If you are a mother who prides herself on being countercultural, this statement stings a little. I proceeded to shoot my husband the look.
“Well, you are wearing a fedora.”
Truth. Earlier that day, I had purchased my very first non-winter – dare I say fashionable – hat. It seemed like the perfect item to hide my exhaustion long enough to survive an evening of carnival fun in my hometown.
Only I didn’t plan for the rain.
To say that parents feel pressure to make their children’s days magical is an understatement. An incredible understatement.
During a recent visit to my parents’ home, I felt accomplished by our collective adventures: two parks, two great-grandmother visits, two lunches out, and a day of pool fun. What could be better? Well, when you are a modern mother, there is always this nagging sense that you can do better – more fun is waiting around the corner if you persevere and seek it out. When I learned that the carnival would overlap with our stay by one day, I had no choice. I must take the children.
Looking back, I can’t actually recall how I expected our evening to look. Perhaps a perfect mother-son photo could be taken on the carousel? Well, we rode the carousel (one of our only rides that night), but the pictures reflected the true reality of my son’s first carnival ride: Please don’t puke, honey, please don’t puke.
Maybe it was the annoying fog of cigarette smoke, but the rest of our time was a blur of unsuccessfully persuading my son to step out of his comfort zone. After all, wasn’t the point to create an amazing experience for him? I tried to contain my disappointment until I saw a fast moving summer storm headed our way.
With his invisible jetpacks activated, my husband launched into a full sprint with my daughter’s stroller.
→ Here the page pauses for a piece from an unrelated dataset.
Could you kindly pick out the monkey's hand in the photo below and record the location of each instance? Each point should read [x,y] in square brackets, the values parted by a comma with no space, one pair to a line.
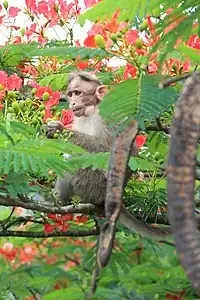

My mother’s decision, painfully wise in retrospect, was to take shelter at a nearby food stand. I, Super Mom, looked the storm in the eye as I ran furiously with a frightened toddler in arms. Couldn’t I just have a moment’s peace to wallow?
At the halfway point to our destination (our car), the blinding drops grew too intense. I could see that my husband had made it to the car. My son and I found respite beneath a nearby tree. My phone, clothes, and, yes, fedora were soaked.
When I finally resurfaced as the mature adult a few minutes later, I leaned back to study my son’s eyes. Would he see me as a failure?
“We made it to the last tree, Mommy!” For the next hour, long after we had stripped ourselves of my bad decision, a little boy reminded us all that real adventure in life lies in our response to discomfort.
As it turns out, sometimes the sage doesn’t wear the fedora.
A night at the carnival challenged me in an important way. My children will remember how I showed them love vs. how I attempted to orchestrate their lives. Sometimes, no matter how high our hopes, it will rain.
But, if you are very lucky, the small child under the tree will only recall the shelter he found in the arms of a hipster wannabe called Mom.